Well, I wasn’t there, you know.

This isn’t a court proceeding. We have no rules against hearsay evidence. We’re simply trying to compose an overall picture.

All right. As far as I know he talked to both of them-Maitland and the FBI in Washington. Anyhow, he called me back and said he’d talked to them.

Fine. And what was the result?

He said it looked like we’d better go ahead arid give them the money. He was having a letter-order prepared, and as soon as he signed it, he’d put it on the Xerox-phone to me so that I’d get a facsimile copy of it in case there was any flak. But he told me not to wait for it to come through, it would take at least an hour. He told me to go ahead and order the money put together and sent over to the Merchants Trust.

At what time did you receive that instruction?

By the time he’d called Maitland and asked all his questions, and then called the FBI chief and talked to him, and then called me back-let’s see, it must have been right around two fifteen in the afternoon, give or take five minutes.

And how long did you anticipate it would take to get the money to Maitland’s office?

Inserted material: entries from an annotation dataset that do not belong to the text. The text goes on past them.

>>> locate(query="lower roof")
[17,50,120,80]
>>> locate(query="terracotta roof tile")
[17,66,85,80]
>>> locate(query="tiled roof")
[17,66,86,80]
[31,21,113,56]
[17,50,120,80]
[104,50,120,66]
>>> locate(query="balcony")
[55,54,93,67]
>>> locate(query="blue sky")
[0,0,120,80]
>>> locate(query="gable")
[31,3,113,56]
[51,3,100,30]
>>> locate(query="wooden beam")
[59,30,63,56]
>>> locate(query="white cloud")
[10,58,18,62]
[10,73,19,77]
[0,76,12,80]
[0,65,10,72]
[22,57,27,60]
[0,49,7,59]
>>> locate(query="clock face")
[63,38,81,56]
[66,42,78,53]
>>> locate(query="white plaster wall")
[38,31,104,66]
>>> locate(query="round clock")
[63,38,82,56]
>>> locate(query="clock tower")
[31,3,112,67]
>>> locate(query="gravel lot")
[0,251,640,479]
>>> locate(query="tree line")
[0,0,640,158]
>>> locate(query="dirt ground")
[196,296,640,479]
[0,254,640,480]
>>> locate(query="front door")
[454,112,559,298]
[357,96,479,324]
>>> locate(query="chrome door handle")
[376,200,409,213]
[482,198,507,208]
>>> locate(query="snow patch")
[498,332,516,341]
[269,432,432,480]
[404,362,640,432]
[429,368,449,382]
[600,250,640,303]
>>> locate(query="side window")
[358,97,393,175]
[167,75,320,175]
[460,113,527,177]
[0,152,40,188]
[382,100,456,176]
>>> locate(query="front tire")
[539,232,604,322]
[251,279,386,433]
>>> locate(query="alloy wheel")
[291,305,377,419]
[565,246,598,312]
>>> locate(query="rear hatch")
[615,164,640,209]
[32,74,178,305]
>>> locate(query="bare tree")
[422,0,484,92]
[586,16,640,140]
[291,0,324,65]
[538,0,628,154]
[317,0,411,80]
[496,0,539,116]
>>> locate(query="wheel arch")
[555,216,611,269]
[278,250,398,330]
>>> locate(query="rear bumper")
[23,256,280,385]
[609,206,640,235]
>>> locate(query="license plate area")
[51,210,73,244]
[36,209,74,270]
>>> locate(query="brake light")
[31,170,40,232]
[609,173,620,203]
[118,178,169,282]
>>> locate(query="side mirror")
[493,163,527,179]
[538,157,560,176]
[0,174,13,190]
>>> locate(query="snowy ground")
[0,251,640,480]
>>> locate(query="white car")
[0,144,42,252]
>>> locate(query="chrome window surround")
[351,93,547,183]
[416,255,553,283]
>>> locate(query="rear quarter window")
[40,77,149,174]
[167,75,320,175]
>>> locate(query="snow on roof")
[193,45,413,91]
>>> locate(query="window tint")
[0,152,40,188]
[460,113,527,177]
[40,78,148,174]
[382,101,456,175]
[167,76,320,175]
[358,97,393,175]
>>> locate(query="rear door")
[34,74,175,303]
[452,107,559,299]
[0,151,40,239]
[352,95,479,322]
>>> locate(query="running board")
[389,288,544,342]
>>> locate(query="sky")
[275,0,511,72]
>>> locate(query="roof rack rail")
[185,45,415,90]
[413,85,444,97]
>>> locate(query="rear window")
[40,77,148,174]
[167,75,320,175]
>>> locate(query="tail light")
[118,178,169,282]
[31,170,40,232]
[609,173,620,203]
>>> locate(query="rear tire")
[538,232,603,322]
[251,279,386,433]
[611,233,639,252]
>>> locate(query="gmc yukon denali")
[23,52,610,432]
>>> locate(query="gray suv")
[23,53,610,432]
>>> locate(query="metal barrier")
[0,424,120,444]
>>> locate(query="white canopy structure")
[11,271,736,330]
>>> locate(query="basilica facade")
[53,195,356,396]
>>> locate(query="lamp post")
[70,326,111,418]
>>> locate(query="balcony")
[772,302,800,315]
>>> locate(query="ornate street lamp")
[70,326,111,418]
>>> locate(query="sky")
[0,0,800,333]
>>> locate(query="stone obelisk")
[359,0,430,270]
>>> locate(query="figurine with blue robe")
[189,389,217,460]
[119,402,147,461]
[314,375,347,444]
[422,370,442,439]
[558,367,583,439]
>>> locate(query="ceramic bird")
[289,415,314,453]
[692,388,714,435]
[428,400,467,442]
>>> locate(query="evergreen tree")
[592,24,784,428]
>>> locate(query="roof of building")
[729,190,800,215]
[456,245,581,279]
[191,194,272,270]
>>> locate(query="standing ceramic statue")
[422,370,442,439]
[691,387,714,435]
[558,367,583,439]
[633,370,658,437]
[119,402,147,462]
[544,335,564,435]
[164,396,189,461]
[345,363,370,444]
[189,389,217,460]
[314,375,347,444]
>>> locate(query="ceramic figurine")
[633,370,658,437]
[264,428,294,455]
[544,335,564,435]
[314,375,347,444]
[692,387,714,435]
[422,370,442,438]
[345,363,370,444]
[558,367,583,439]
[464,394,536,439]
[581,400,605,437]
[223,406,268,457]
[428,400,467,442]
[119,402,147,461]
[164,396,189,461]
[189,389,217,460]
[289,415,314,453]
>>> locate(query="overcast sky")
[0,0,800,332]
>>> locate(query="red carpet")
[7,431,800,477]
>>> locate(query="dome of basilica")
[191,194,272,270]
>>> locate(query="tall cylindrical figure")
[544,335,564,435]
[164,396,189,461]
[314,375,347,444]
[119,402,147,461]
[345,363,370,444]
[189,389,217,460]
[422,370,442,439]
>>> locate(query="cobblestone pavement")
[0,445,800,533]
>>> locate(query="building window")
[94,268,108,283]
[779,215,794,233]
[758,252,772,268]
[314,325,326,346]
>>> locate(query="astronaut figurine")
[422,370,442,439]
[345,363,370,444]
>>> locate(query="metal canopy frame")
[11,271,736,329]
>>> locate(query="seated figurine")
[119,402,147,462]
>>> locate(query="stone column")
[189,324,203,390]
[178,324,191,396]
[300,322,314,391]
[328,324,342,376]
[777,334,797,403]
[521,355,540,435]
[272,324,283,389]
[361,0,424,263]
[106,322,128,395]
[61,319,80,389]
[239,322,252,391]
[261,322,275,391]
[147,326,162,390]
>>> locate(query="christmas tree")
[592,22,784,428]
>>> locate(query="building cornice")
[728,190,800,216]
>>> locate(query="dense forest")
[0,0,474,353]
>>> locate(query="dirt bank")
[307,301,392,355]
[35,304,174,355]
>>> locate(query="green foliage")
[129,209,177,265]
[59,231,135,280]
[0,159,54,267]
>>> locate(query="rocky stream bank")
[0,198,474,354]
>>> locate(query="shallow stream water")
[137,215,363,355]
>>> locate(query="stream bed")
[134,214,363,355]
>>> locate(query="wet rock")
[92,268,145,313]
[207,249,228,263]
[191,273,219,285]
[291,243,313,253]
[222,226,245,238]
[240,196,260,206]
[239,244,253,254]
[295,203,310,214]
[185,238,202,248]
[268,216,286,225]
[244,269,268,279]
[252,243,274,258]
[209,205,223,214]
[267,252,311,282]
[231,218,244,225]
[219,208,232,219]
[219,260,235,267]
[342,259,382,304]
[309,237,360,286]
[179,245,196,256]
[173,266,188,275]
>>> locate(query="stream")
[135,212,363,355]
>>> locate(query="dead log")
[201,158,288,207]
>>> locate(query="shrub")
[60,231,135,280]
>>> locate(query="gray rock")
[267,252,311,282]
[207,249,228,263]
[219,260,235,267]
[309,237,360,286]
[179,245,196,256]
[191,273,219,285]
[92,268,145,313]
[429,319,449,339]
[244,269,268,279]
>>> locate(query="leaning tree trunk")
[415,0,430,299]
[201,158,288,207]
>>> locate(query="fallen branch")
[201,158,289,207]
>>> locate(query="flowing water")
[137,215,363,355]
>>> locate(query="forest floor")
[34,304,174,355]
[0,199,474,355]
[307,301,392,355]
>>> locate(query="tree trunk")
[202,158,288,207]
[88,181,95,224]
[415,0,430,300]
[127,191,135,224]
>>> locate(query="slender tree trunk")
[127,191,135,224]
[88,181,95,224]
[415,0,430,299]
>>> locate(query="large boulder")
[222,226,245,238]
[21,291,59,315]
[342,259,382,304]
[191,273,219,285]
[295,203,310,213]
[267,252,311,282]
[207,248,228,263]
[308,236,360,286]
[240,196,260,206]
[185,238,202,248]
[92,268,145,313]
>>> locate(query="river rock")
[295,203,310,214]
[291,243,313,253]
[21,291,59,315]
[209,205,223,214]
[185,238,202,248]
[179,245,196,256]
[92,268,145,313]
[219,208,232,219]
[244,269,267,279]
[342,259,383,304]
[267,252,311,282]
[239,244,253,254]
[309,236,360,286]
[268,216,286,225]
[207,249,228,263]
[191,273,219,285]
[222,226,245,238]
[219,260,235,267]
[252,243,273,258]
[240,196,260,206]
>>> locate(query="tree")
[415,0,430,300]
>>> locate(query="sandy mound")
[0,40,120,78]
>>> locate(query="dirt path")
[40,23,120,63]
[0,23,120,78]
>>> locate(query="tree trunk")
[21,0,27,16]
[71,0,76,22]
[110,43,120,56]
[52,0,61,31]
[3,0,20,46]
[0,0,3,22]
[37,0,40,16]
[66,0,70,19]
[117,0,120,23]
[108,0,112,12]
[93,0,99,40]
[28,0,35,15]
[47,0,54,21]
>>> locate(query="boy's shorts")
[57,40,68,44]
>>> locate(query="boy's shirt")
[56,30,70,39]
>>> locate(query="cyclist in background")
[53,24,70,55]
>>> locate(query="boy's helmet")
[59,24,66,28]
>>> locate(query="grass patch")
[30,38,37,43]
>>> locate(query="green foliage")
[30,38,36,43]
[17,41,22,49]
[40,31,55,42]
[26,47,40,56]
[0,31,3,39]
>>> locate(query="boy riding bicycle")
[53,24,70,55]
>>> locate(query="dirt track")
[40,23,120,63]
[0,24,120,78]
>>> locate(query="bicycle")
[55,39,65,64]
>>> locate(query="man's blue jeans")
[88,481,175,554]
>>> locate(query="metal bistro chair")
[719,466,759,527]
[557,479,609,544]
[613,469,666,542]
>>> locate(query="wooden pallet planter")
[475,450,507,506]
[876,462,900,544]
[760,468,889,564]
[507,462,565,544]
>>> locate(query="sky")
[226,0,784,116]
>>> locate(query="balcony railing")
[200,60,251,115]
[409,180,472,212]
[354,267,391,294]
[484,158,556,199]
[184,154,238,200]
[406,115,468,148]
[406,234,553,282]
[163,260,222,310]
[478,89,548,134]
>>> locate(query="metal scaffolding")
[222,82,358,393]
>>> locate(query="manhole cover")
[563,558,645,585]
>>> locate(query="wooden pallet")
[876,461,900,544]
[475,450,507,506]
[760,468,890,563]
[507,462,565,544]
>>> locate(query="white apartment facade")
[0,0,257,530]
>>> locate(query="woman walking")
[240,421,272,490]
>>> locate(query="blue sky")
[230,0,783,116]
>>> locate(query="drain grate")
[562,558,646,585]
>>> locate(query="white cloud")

Well, it had to be counted, didn’t it? Not note by note, but stack by stack at least. And it had to be packed into some sort of carry-containers. And we had to arrange for a guard on it in transit, and we had to whistle up an armored truck. Figuring on traffic and time-in-motion and all the rest of it, I called Maitland and told him he couldn’t expect to get delivery in less than an hour and a half.

In other words the earliest you could promise it would be a quarter to four?

I told him we’d make every effort to do it faster than that, but it didn’t look humanly possible to shave very much time off that estimate.

You were aware that the deadline for delivery was three o’clock?

Yes. I was. But there was nothing I could do about it.